Arduino and Linear Actuators with Unity3D

Hello, I want to create a game with a platform you can place a chair on and with four Linear Actuators under each corner. So I found high speed Linear Actuators from brand 'Progressive Automations', you can see it on www.progressiveautomations.com. I want to make the Linear Actuator IP-66 (Model: PA-04) to work together with Arduino and my game made in Unity3D gamedevelopement software. I want to let the platform move like the airplane in the game is moving. I asked Progressive Automations for some advice, the answered with:

"In regards to using the PA-04 with arduino.. you will require a motor driver as the Arduino only had low current digital signals. You will require +/-12VDC to extend/retract the actuator. The PA-04 has a max current draw of 12A. I can recommend using the MegaMoto, check out the following article:

https://www.progressiveautomations.com/how-to-monitor-feedback-of-a-linear-actuator-part-1/ https://www.progressiveautomations.com/how-to-control-the-timing-of-a-linear-actuators-motion/ We can customize the PA-04 to have a HALL effect sensor feedback, which will provide positional feedback. The HALL outputs a signal based on the speed of the motor, which you can track to provide a positional feedback.

This is what you would require, please follow this article if you need some assistance coding: https://www.instructables.com/id/Hall-Effect-Sensors-1-Position-Control/"

Will this Linear Actuator also work with Unity3D? And will it work with feedback? And maybe someone knows a script for Unity3D to make the platform move like the airplane in the game? Or maybe I should ask the Unity3D Community for this. My understanding of English language is pretty good, but I'm from The Netherlands so please keep it a bit simple.

Thank you very much.

By the way, I want to use a balance point with a metal stick underneath and screwed to a wooden plate on the ground. The stick will have a ball at the top, and the wooden plate (that will move like the airplane) on top of it, to carry most of the weight. The platform on the ground will be larger than the plate on the ground. Then I will screw some pilars on each corner, and the top of the pilars wil come next to the corners of the platform, on the top of each pilar there is a spring that goes to the platform, this for losing weight. Sorry for my bad English maybe, and I also just dived into electronics. But already working with Unity3D and Blender for a while now.

I found this tutorial on http://www.alanzucconi.com/2015/10/07/how-to-integrate-arduino-with-unity/

And also some Youtube videos, but maybe someone can still give me some tips.

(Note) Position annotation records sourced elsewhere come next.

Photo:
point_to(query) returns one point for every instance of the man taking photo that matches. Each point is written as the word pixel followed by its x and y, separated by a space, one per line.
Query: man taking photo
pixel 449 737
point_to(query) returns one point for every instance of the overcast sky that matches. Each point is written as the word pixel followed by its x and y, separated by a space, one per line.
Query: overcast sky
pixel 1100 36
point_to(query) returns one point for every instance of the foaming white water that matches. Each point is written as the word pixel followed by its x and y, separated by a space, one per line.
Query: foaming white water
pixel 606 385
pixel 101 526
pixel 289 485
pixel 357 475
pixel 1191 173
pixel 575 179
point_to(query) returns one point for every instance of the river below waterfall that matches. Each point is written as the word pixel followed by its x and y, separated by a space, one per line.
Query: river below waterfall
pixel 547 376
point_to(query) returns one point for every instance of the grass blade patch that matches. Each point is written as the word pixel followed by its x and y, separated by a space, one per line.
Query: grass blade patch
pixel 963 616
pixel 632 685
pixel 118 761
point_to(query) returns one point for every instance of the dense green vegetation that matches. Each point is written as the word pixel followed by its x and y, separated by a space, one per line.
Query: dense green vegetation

I have the Arduino Starters kit 2017 Limited Edition. But still need to buy the Linear Actuators. And maybe that HALL effect. But I'm not sure if I need that for use in Unity3D. Maybe someone knows an answer on that. The linear Actuators need to have high speed.

The advice from Progressive Automation is sound. I would not do it exactly the same way but their code is not bad either. (Except for the delay()s in the "timing" example.)

4 actuators on one platform is a bad idea. They will fight each other. If the weight is supported on a central pivot then you only need 1 for pitch and 1 for roll. You may also consider a "Stewart platform" which has 6 actuators and 6 degrees of freedom.

"High speed" is not a specification. Work out what your maximum roll or pitch rate is going to be and then work out the inches-per-second you need from the actuator. Since it's not supporting weight, you only need to calculate load as mass times acceleration. Then double-check the specifications to see if the actuator will move at that speed with that load.

For this application, I would use linear actuators with analog feedback. The hall effect sensors are only relative encoders - you have to count the pulses all the time to work out how many steps you have taken since it was switched on. An analog potentiometer will plug straight into an Arduino's analog inputs and give you the absolute position at all times. It looks like this kit at PA is appropriate: https://www.progressiveautomations.com/prt-14p-50 Other actuators from other companies have a linear potentiometer along the length of the actuator.

Thank you very much for all the information.